On 25 October 2017, the Court of Justice of the European Union (the “CJEU”) decided that national laws hindering the transfer of the registered office of a company to another Member State are contrary to the rules of free establishment. In 2013, Polbud, a Polish company, transferred its registered office to Luxembourg and converted to a company under Luxembourg law. However, Polbud could not be removed from the Polish commercial register. Under Polish law, the removal of a company from the commercial register is dependent on the winding-up of the company following a liquidation procedure. The CJEU held that freedom of establishment includes the right of a company formed in accordance with the legislation of one Member State to convert itself into a company under the law of another Member State, even though that company continues conducting its main or entire business in the first Member State. National legislation demanding mandatory liquidation of companies that wish to transfer their registered office to another Member State constitutes a restriction on the freedom of establishment. The fact that the transfer is made for the purpose of enjoying the benefit of more favourable legislation does not, in itself, constitute an abuse.
On 24 October 2017, the Council of the European Union reached an agreement on its position on the new posting of workers directive. The new proposal revises certain elements of the original 1996 Directive. A 'posted worker' is an employee who is sent by his employer to carry out a service in another EU Member State on a temporary basis. The 1996 Directive defines a set of common social rights regarding the terms and conditions of employment for posted workers. These rules establish that posted workers are entitled to a set of 'core' rights in force in the host Member State even though they are still employed by the sending company and therefore subject to the law of that Member State. In March 2016, the European Commission proposed a revision of the 1996 Directive including: (i) remuneration of posted workers in accordance with host member state law and practices; (ii) long-term postings of 12 months that can be extended by 6 months to a total of 18 months; (iii) the application of universally applicable collective agreements to posted workers across all sectors; (iv) equal treatment of temporary agency workers and local workers. Following this agreement, the Council can now start negotiations with the European Parliament to agree on a final version of the revised Directive.

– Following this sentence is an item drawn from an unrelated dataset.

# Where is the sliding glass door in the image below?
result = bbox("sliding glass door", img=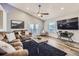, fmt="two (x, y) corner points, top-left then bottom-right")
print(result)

On 24 October 2017, an Advocate General of the CJEU, Mr Y. Bot, delivered his opinion in the case of Wirtschaftsakademie Schleswig-Holstein concerning the privacy of individuals on Facebook pages. The Wirtschaftsakademie provides education and training services via a 'fan page' on Facebook Ireland. Visitors to that fan page were not warned that their personal data were collected by Facebook by means of cookies for so-called 'web-tracking'. When the German data protection authority ordered the Wirtschaftsakademie to comply with data protection rules the latter noted that Facebook was carrying out the data processing. Facebook said it complied with Irish legislation. According to AG Bot, Facebook, together with the Wirtschaftsakademie, must be regarded as the 'controller' of the data. Both Facebook and the Wirtschaftsakademie are jointly responsible for data processing as regards the fan page, as both are involved with the determination of the means and purpose of that data processing. Furthermore, as regards the applicable law, AG Bot pointed out that Data Protection Directive 95/46 does not include the country-of-origin principle so that each Member State may apply its own privacy rules. When a controller has several establishments within the EU, it may therefore be subject to the national data protection laws of multiple Member States. It should be noted that from 25 May 2018, the General Data Protection Regulation (GDPR) will institute a one-stop-shop mechanism whereby cross-border data processing will primarily be subject to the supervision of only one national data protection authority, being the authority for the place where the controller’s main establishment is located. The judgment of the CJEU in this case is expected in the first half of 2018.